To the question on the recent Swiss referendum - 'This week Switzerland voted to phase out nuclear power, following on from Germany's decision to do so in 2011. Do you foresee this happening in any other European country?' - 57% of delegates said they did, while the remainder said they did not.

Geoffrey Rothwell, principal economist at the OECD Nuclear Energy Agency, said the recent Swiss referendum needed to be "seen in context".

"They've had four or five votes. They could have another four or five. They haven't voted for [immediate] phase-out, so they have to come up with resources to replace those [nuclear plants]. You can't assume that there isn't going to be another referendum as there was in Sweden."

Barry Moloney, managing director, NSE International GmbH & Olenian Ltd noted that the Swiss vote was not for immediate phase-out, but for at the end of the operating life of the exiting plants.

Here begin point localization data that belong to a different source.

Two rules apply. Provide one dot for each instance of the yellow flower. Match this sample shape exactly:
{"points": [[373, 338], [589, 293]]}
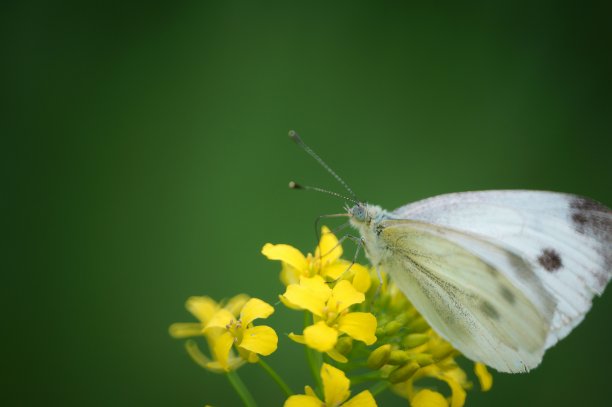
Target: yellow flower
{"points": [[204, 308], [336, 392], [428, 398], [332, 318], [249, 340], [484, 377], [326, 262]]}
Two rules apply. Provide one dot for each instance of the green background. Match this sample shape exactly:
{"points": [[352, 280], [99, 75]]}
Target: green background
{"points": [[145, 159]]}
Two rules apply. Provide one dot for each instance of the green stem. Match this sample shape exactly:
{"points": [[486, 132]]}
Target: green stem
{"points": [[379, 387], [241, 389], [315, 360], [276, 378]]}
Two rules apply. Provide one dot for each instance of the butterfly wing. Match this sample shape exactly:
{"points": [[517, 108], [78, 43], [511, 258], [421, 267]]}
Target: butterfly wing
{"points": [[455, 280], [565, 239]]}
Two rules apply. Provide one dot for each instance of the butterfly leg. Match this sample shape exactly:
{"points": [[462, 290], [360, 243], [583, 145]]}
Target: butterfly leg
{"points": [[359, 242]]}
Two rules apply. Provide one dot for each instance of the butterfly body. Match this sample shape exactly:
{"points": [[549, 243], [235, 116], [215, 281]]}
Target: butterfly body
{"points": [[502, 275]]}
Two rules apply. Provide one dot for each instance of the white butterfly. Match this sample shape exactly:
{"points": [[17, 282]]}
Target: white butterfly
{"points": [[501, 275]]}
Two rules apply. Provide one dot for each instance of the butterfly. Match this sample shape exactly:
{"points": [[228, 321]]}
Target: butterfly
{"points": [[502, 275]]}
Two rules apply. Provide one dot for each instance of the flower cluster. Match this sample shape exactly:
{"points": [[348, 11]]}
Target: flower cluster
{"points": [[354, 325]]}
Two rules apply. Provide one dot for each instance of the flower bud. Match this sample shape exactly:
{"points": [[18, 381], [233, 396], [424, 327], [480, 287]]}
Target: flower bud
{"points": [[442, 351], [344, 345], [414, 340], [403, 373], [379, 357], [392, 327]]}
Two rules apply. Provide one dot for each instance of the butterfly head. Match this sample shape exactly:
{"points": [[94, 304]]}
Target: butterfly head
{"points": [[364, 214]]}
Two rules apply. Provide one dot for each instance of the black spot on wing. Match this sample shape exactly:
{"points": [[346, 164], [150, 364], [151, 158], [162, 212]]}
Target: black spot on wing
{"points": [[590, 217], [587, 204], [550, 260], [489, 310], [507, 294]]}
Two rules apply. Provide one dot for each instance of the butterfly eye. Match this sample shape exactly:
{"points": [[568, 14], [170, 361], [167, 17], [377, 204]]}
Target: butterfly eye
{"points": [[358, 212]]}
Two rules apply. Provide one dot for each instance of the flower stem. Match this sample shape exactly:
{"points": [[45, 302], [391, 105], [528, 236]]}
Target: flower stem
{"points": [[241, 389], [379, 387], [284, 387], [315, 360]]}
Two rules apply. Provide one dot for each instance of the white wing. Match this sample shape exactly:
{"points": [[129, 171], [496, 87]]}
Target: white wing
{"points": [[566, 239], [456, 283]]}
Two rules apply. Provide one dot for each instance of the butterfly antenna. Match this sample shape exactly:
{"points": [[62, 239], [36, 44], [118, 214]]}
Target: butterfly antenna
{"points": [[295, 185], [298, 140]]}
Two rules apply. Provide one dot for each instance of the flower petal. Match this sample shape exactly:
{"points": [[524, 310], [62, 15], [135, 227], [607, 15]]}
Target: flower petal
{"points": [[484, 377], [359, 325], [428, 398], [203, 308], [253, 309], [335, 270], [259, 339], [297, 338], [344, 295], [221, 319], [309, 391], [311, 294], [286, 254], [329, 247], [361, 278], [221, 349], [320, 337], [335, 385], [181, 330], [337, 356], [363, 399], [302, 400]]}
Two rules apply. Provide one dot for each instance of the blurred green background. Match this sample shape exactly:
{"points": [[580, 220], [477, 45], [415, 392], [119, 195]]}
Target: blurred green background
{"points": [[146, 160]]}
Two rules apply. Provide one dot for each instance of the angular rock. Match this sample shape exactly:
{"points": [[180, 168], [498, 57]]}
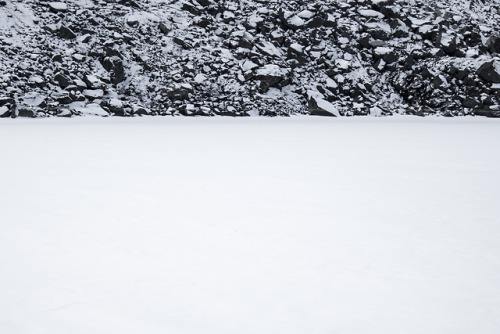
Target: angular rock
{"points": [[490, 71]]}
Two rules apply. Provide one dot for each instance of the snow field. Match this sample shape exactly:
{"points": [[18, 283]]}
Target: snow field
{"points": [[301, 225]]}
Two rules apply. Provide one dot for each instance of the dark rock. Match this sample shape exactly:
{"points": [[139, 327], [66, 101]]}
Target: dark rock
{"points": [[62, 80], [493, 43], [66, 33], [490, 72], [164, 28], [487, 113]]}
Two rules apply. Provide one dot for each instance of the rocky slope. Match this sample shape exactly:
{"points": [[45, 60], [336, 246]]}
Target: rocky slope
{"points": [[249, 57]]}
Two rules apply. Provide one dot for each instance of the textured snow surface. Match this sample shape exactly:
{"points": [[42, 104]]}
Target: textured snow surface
{"points": [[171, 225]]}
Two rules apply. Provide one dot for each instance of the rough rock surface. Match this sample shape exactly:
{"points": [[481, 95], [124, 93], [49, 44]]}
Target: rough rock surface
{"points": [[249, 57]]}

"So it's not perhaps as dramatic and abrupt as what happened in Germany in 2011. However it's still an important step in that people have voted for an end to nuclear, which is a troubling sign for our industry, but as [Rothwell] said, maybe they’ll change their minds again."

Cost


The question 'What do you see as the biggest challenge for the decommissioning and dismantling of nuclear power plants?' offered seven possible answers. Estimating the cost of decommissioning attracted 29% of the vote; choosing and utilising the optimal waste management strategy 25%; managing the decommissioning trust fund or provision agreed in line with cost estimates 18%; lack of innovations to assist decommissioning 14%; meeting regulatory requirements for decommissioning 8%; final site clearance 3%; and transferring used fuel to dry storage 1%.

Norman Harrison, a director with the UK's Nuclear Liabilities Fund, said Nuclear Decommissioning Authority (NDA) funding for decommissioning spend in the UK is "dominant in Europe". He added: "In addition in the UK, we'll see preparations for decommissioning of the AGR fleet as they come to the end of their operating tenure. So, I think I'm largely in agreement [with the poll results] with the exception of expenditure which I just don't see in the next five years."

Moloney, who chaired the discussion of the poll results, asked delegates why is it so difficult to estimate the costs of decommissioning.

Bill Roberts, the former chief financial officer of the NDA, said: "Nobody knows how much these things are really going to cost. The NDA provision has grown 70-fold in the last 20 years. One of the key contributing factors is poor program management, so the inability to control the program is the largest factor in the cost estimates."

Saulius Urbonavicius, head of planning at the Ignalina nuclear power plant in Lithuania, said estimating the cost of decommissioning is "a big challenge".

Lithuania agreed to shut down Ignalina units 1 and 2 as a condition of its accession to the European Union. Unit 1 was shut down in December 2004 and unit 2 in December 2009. The closure of the two Soviet-designed RBMK reactors at Ignalina left Russia as the only country operating RBMK reactors.

"This is the first RBMK in decommissioning and we can't compare different plants. One thing we can do though is work out our costs through the value of contracts," Urbonavicius said.

All the used fuel from the Ignalina units is expected to be moved into storage at a new facility by the end of 2022. Known as the ISFSF B1 Project, the facility is at the plant site in Visaginas municipality. The start of 'industrial operation' of the ISFSF is expected this October.

Support


To the question 'What more can industry bodies, such as the Nuclear Industry Association, the French Nuclear Society and the Swedish Nuclear Society, do to help businesses break into supply chains in other countries?', 43% of delegates said they could do more to help facilitate introductions with potential clients in other countries, while 40% said they could do more to create a collaborative framework to support European trade. Of the remainder, 14% said they could do more to provide better information on the nuances of working in countries of interest, and 3% said they already provide adequate support.